5.2 Recommendations to the readers

  1. 1

    Avoid extrapolating the results from microscale to macroscale. If one unit is modelled, the results are only valid at that scale. To grasp the impacts of policies affecting the installed capacities, the policy must be modelled with all the relative scale effects and market-mediated impacts.

  2. 2

    Check carefully which aspects of sustainability are addressed keeping in mind that several possible trade-offs may arise in areas of environmental concern not modelled in the study, e.g. if only climate change is modelled, keep in mind that bioenergy very likely impacts land use, air quality, water, eutrophication, biodiversity, acidification, or other sustainability pillars.

  3. 3

    There is no free lunch.
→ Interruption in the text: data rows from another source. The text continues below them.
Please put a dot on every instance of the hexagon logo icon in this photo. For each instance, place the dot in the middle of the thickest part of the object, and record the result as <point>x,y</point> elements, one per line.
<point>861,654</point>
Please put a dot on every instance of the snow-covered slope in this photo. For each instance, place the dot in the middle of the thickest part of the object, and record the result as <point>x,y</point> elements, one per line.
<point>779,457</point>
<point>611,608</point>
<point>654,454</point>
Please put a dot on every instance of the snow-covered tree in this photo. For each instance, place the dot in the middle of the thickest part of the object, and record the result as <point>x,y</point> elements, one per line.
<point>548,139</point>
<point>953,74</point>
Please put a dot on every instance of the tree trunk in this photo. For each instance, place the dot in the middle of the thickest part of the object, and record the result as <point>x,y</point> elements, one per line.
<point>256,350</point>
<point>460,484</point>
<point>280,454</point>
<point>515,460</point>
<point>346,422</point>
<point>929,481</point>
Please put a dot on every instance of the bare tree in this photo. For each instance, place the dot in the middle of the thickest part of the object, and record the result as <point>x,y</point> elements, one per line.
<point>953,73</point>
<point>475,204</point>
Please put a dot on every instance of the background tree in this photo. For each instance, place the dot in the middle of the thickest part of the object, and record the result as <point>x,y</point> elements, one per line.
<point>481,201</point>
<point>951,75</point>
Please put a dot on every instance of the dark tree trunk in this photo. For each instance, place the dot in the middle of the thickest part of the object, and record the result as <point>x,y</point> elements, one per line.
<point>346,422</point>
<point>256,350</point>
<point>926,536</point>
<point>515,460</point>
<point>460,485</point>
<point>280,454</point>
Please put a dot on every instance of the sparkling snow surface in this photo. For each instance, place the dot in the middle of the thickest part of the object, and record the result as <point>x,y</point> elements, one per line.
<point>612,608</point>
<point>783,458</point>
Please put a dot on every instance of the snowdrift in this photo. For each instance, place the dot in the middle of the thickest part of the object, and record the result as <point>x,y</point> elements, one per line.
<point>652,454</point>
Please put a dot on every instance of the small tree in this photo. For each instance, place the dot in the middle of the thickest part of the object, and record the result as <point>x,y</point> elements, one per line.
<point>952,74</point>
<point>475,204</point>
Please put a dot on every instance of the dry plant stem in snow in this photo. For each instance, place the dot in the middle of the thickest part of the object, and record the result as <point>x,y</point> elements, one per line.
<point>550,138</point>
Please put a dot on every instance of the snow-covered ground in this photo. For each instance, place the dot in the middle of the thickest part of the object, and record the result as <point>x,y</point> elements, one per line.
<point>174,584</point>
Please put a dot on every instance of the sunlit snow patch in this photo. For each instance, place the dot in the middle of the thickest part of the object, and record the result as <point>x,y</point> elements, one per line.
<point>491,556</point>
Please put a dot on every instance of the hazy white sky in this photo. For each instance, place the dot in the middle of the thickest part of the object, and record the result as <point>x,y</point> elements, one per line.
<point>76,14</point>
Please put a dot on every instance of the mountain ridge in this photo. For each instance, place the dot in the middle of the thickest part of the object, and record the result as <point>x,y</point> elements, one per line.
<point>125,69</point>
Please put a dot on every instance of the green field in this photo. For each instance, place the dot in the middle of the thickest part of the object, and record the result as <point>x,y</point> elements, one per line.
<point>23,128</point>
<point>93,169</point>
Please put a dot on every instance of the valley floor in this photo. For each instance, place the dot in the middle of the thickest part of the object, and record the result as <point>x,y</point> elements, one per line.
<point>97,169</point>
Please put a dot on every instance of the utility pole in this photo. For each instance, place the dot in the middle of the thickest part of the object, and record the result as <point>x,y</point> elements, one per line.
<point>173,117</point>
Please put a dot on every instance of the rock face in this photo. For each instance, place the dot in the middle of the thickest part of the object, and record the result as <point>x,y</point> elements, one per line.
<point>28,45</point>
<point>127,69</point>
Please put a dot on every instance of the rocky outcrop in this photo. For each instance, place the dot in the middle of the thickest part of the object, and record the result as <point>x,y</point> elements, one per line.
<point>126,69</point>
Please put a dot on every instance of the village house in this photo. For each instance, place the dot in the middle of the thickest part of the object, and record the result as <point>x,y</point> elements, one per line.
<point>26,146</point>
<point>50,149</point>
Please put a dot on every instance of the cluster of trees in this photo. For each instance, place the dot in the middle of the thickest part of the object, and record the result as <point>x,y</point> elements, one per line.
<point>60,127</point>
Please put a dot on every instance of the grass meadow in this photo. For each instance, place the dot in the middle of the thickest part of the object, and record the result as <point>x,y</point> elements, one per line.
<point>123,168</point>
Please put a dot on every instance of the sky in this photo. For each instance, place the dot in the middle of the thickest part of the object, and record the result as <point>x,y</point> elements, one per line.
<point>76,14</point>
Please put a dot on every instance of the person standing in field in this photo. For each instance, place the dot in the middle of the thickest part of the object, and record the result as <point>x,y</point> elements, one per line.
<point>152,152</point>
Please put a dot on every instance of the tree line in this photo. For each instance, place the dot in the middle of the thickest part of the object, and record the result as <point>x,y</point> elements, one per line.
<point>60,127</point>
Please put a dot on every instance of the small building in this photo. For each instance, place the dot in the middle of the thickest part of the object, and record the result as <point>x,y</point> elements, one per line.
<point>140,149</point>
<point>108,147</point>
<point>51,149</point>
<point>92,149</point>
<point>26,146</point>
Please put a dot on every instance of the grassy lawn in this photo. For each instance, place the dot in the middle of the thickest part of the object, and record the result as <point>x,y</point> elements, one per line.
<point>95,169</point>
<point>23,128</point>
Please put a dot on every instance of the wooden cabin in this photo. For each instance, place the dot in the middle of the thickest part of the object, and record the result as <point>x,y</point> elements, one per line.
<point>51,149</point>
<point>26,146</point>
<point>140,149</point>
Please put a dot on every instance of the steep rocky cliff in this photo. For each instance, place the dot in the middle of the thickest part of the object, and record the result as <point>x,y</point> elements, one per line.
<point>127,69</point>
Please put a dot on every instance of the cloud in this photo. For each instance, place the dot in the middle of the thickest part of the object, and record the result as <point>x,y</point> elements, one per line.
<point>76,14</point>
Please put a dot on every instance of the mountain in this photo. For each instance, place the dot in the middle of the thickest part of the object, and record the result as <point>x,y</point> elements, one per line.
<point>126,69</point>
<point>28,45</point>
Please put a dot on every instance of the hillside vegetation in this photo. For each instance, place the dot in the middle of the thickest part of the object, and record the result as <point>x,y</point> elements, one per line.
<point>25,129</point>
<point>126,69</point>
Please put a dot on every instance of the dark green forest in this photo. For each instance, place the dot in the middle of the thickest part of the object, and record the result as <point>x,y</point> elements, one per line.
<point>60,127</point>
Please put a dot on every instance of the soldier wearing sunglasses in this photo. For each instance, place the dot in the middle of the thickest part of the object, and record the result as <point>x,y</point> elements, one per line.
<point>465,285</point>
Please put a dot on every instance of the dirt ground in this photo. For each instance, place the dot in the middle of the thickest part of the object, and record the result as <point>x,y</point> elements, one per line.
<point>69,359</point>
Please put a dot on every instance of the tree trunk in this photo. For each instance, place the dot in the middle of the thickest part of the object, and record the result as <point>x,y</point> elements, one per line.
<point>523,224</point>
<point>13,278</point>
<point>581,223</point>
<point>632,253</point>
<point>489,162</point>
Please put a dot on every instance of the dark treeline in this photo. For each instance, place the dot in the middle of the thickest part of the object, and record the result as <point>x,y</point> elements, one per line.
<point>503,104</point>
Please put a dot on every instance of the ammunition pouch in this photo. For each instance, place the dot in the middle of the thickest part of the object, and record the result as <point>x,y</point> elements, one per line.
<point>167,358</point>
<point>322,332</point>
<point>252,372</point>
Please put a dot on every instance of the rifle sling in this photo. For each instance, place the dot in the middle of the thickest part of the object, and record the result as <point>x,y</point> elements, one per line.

All the biomass used for bioenergy is either cultivated or is a residue. If the goal of the analysis is to evaluate the impacts of a change-oriented decision, then the alternative use of land (natural regeneration or management for other purposes) or alternative fate of the biomass (in other sectors of the economy or left to decay or landfilled) should be accounted for in the analysis.

  4. 4

    Perfect substitution does not exist in the real world. When a product is placed on the market, it is the market and the consumers who decide what is replaced and in which amount. If perfect substitution is used, it should be justified and accompanied by a sensitivity analyses and a proper interpretation.